Une aventure réussie, qui dure et qui pourrait inspirer nos communautés villageoises mourantes :

des nouveaux venus, compétents dans les domaines de l’agriculture, du bâtiment, du commerce, et ne demandant qu’à travailler !

Comment se fait-il que les médias en parlent si peu ?

Serait-il plus vendeur de créer des images d’invasions de hordes délinquantes ?


Un havre en Calabre

Des 700 habitants que compte Riace, dans le sud de l’Italie, 230 sont migrants. Venus d’Afrique et du Moyen-Orient, ils ont relancé la vie économique de ce bourg déserté.

DINO DIMEO raconte (extraits) : Des 700 habitants que compte Riace, dans le sud de l’Italie, 230 sont migrants. Venus d’Afrique et du Moyen-Orient, ils ont relancé la vie économique de ce bourg déserté.

Le village de Riace revit. Ses ruelles étaient désertes, ses maisons abandonnées, la petite commune qui surplombe l’aride côte sud de la Calabre sombrait dans le silence et la mort, sous un soleil de plomb. Depuis six ans, les commerces ont réouvert, les écoles se sont remplies, les places se sont animées. Riace revit grâce à des migrants échoués sur les côtes italiennes, fuyant la misère d’Afrique et du Moyen-Orient.

Sur ces collines qui dominent la mer Ionienne, la terre est grise comme du ciment, le soleil violent, hostile. « C’est un peu comme chez moi ici. Je m’y sens bien », dit Mari, une Afghane de 45 ans, brodant, assise sur un muret à l’ombre de l’église. Comme elle, ils sont 230 migrants désormais installés à Riace, qui compte quelque 700 habitants. Iraniens, Palestiniens, Afghans, Somaliens, Erythréens, ils sont arrivés, pour la plupart, par la mer, clandestinement.

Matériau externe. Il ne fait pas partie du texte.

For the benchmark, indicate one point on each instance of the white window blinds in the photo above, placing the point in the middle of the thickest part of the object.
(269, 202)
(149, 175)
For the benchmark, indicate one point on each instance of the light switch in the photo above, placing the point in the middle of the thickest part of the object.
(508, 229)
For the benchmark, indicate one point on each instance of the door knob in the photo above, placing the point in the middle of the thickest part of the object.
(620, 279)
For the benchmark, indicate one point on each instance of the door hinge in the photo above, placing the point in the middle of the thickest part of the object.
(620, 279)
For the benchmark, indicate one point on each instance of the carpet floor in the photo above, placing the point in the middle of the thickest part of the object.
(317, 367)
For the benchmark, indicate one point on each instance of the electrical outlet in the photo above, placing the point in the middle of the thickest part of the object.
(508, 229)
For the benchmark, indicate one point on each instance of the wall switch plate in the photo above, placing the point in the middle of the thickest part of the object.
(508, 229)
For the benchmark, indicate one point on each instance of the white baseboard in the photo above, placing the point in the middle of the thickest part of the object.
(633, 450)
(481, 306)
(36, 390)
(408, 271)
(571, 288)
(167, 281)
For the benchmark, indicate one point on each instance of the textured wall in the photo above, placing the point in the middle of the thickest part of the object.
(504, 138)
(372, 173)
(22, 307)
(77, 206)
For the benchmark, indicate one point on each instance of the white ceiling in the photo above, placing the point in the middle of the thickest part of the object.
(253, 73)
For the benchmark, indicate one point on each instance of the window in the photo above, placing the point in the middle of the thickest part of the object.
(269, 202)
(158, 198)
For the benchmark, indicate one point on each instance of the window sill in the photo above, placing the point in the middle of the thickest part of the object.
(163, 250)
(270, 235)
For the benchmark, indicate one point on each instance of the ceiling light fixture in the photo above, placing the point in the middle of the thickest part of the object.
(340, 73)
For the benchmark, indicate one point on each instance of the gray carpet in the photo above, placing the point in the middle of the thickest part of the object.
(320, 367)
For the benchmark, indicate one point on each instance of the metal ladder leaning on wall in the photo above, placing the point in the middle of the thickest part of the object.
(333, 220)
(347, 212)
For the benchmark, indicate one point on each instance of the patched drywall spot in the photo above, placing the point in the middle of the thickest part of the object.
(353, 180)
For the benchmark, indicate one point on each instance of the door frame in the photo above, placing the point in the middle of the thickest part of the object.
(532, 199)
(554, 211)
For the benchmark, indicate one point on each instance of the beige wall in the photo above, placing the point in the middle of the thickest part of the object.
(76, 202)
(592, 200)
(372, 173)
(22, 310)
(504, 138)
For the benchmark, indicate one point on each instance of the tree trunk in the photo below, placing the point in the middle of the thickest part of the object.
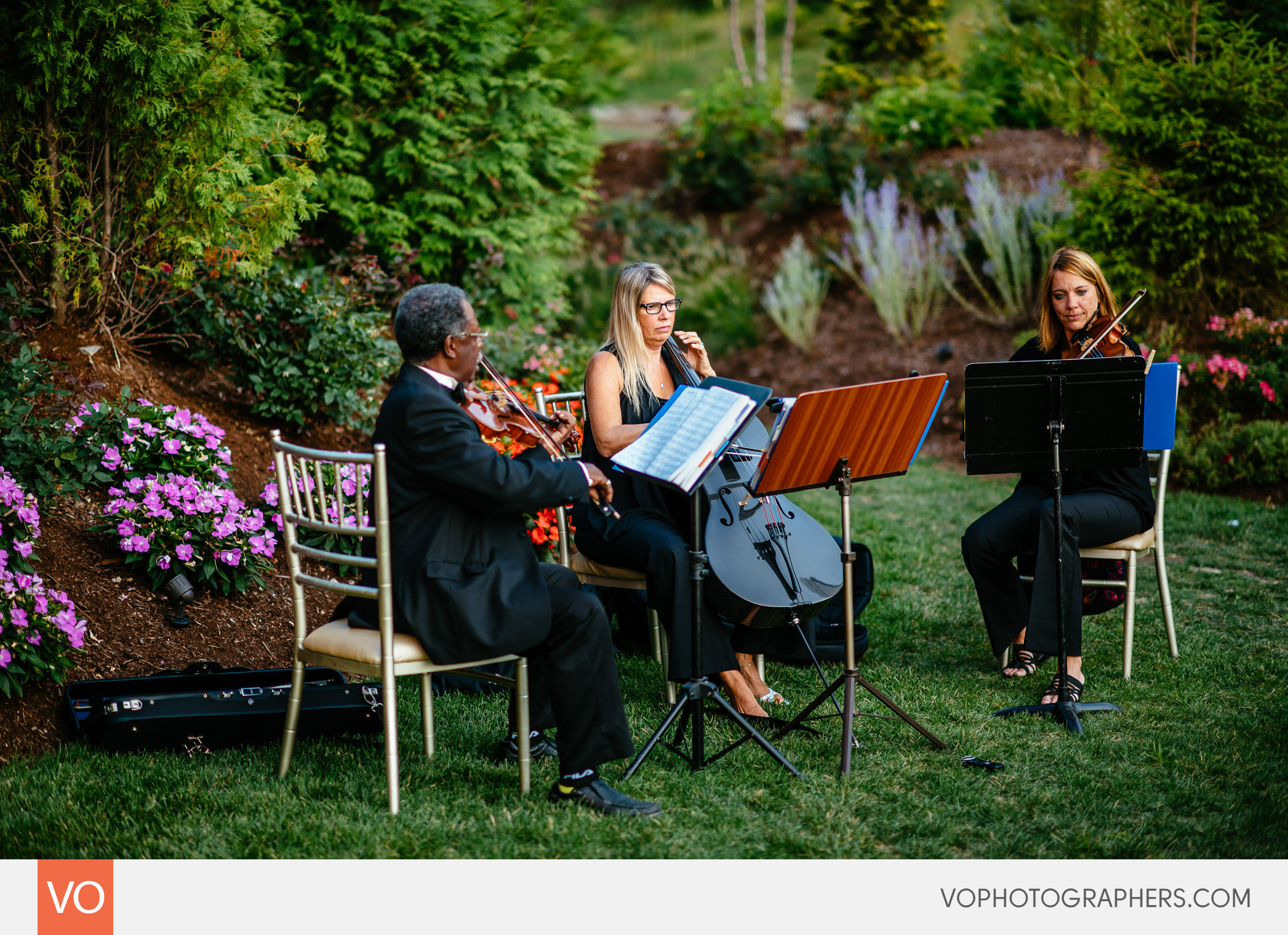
(789, 38)
(57, 261)
(736, 42)
(107, 259)
(762, 56)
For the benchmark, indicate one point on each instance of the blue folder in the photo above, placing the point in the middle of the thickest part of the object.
(1162, 384)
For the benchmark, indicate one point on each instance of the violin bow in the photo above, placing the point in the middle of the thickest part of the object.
(1140, 294)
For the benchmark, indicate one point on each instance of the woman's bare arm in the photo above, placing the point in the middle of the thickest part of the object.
(604, 407)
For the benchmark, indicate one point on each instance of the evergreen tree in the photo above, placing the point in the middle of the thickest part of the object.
(142, 139)
(458, 132)
(880, 43)
(1196, 197)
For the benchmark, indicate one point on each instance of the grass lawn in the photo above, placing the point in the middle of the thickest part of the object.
(1193, 767)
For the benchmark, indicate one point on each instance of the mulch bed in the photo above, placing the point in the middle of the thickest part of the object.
(127, 635)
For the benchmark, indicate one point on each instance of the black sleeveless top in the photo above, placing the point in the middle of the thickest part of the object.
(634, 497)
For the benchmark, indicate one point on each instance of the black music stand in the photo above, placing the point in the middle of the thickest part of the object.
(880, 429)
(692, 695)
(1058, 416)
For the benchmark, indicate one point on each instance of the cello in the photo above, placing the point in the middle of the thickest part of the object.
(772, 563)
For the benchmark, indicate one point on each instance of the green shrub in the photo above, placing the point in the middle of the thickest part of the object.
(881, 43)
(459, 130)
(710, 274)
(1196, 198)
(35, 444)
(301, 343)
(141, 138)
(1225, 454)
(718, 156)
(818, 169)
(935, 115)
(1001, 56)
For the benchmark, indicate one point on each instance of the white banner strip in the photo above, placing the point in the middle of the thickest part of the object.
(1106, 897)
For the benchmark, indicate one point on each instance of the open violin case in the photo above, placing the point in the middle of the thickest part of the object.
(209, 708)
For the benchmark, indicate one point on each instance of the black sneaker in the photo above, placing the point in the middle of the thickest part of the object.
(540, 747)
(603, 798)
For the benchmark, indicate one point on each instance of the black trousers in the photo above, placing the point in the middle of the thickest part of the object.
(1026, 522)
(572, 679)
(657, 549)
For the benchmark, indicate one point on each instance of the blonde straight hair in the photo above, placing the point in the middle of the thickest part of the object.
(1070, 261)
(624, 326)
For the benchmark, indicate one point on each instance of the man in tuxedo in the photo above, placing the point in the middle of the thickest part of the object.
(467, 581)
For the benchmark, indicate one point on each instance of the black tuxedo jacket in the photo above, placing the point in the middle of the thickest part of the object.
(465, 576)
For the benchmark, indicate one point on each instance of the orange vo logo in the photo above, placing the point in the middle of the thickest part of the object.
(74, 897)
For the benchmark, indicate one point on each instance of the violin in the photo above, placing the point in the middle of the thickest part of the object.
(497, 414)
(504, 413)
(1102, 336)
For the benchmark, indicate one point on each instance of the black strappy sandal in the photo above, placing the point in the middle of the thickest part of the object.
(1026, 660)
(1054, 688)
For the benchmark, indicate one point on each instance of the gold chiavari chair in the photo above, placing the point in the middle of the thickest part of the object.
(1131, 550)
(307, 503)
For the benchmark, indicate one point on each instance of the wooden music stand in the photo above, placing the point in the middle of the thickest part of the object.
(832, 438)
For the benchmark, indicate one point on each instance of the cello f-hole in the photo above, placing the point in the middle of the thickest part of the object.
(724, 491)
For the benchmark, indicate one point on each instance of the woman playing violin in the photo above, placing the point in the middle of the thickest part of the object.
(626, 384)
(1099, 506)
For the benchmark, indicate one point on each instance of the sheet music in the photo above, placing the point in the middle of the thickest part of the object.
(684, 439)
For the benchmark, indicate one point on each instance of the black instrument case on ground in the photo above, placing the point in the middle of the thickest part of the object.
(208, 708)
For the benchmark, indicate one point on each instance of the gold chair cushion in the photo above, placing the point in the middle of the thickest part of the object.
(580, 564)
(1135, 544)
(343, 642)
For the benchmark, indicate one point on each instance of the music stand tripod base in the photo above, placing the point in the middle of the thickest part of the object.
(851, 678)
(1064, 712)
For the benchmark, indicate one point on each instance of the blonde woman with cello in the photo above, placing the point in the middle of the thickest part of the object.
(626, 384)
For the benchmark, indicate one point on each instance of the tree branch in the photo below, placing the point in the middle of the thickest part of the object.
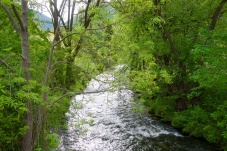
(216, 14)
(18, 17)
(6, 10)
(6, 65)
(65, 38)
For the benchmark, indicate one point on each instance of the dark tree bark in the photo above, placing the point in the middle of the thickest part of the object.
(216, 14)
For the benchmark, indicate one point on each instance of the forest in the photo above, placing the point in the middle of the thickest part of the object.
(175, 51)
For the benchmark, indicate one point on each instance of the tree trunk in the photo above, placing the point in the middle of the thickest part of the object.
(216, 14)
(28, 117)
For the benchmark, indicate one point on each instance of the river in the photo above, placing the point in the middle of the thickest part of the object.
(101, 119)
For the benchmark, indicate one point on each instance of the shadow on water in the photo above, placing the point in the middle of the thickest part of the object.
(103, 121)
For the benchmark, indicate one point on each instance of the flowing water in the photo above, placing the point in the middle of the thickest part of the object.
(101, 119)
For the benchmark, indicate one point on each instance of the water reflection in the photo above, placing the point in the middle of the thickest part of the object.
(103, 121)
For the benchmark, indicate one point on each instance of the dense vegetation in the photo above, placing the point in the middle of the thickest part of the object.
(175, 50)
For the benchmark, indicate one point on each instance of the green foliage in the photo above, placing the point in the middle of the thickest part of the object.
(190, 89)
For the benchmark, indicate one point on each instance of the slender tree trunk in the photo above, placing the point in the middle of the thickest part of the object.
(28, 117)
(216, 14)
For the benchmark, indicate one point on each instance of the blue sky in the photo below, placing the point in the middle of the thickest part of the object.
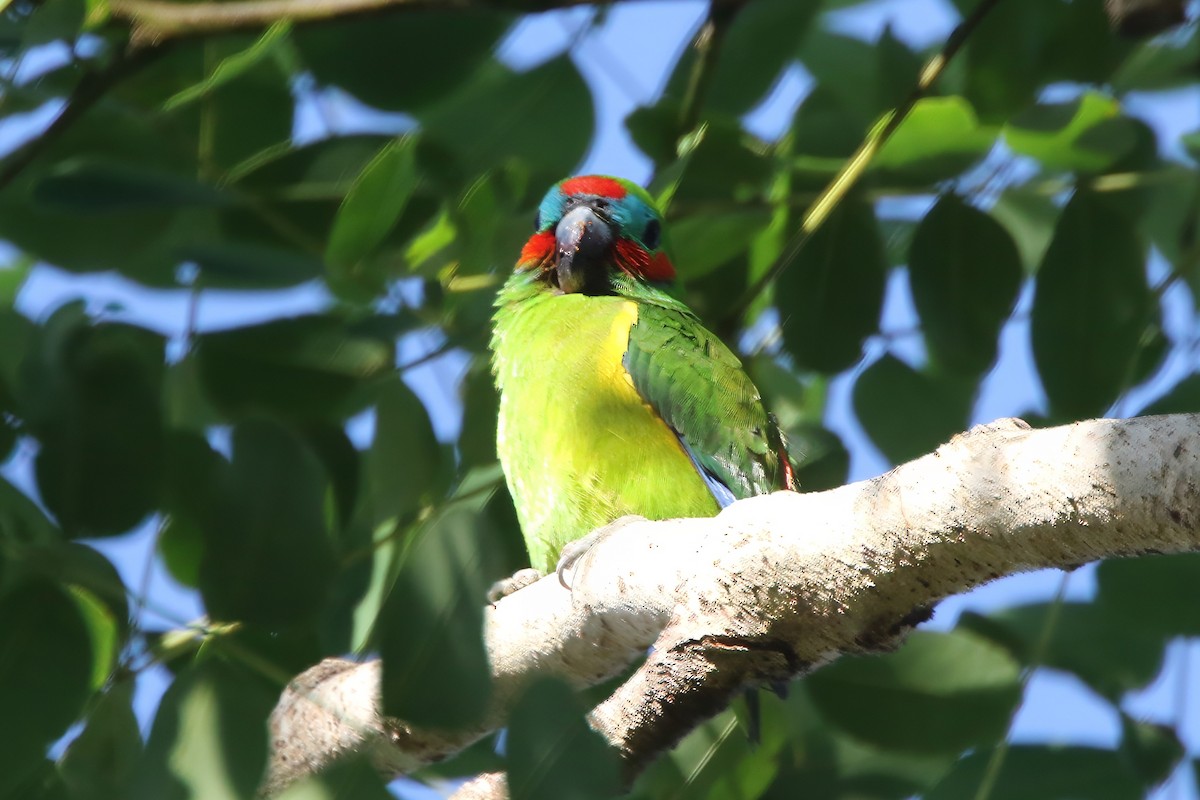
(625, 64)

Ils sont devenus des immigrés, en règle, et ont choisi Riace. « Ils viennent presque tous du camp de Crotone, à une centaine de kilomètres d’ici, explique Tonino, garde municipal. C’est là que les autorités leur délivrent des papiers. »

De l’autre côté de la ruelle, Giacomo, retraité, campé au frais dans l’ombre de sa porte, lance : « Ici, tout le monde cohabite ! Chrétiens, musulmans, Italiens… » Une vie en équilibre qui doit beaucoup à Domenico Lucano, 52 ans, élu maire en 2004 sur le slogan « Un’altra Riace è possibile », « un autre Riace est possible ». Comment ? En aidant les centaines de clandestins qui débarquent sur les côtes sud de l’Italie à s’installer dans le bourg. C’était son projet, « c’est notre solution », dit-il aujourd’hui.

Cette partie de la Calabre n’a pourtant rien d’un paradis. C’est une région sauvage à la beauté esquintée par le chômage et l’incurie politique. Sur des kilomètres de plage, les carcasses de maisons en béton s’alignent, plantées dans le sable, inachevées. Dans ce sud italien qui vit sous l’emprise d’une administration vérolée par la N’drangheta, la mafia locale, on cultive tout sauf l’accueil. En 2009, les habitants de Rosarno, à 50 kilomètres de Riace, se sont mondialement illustrés en lançant une « ratonnade » contre des immigrés venus faire la cueillette des oranges.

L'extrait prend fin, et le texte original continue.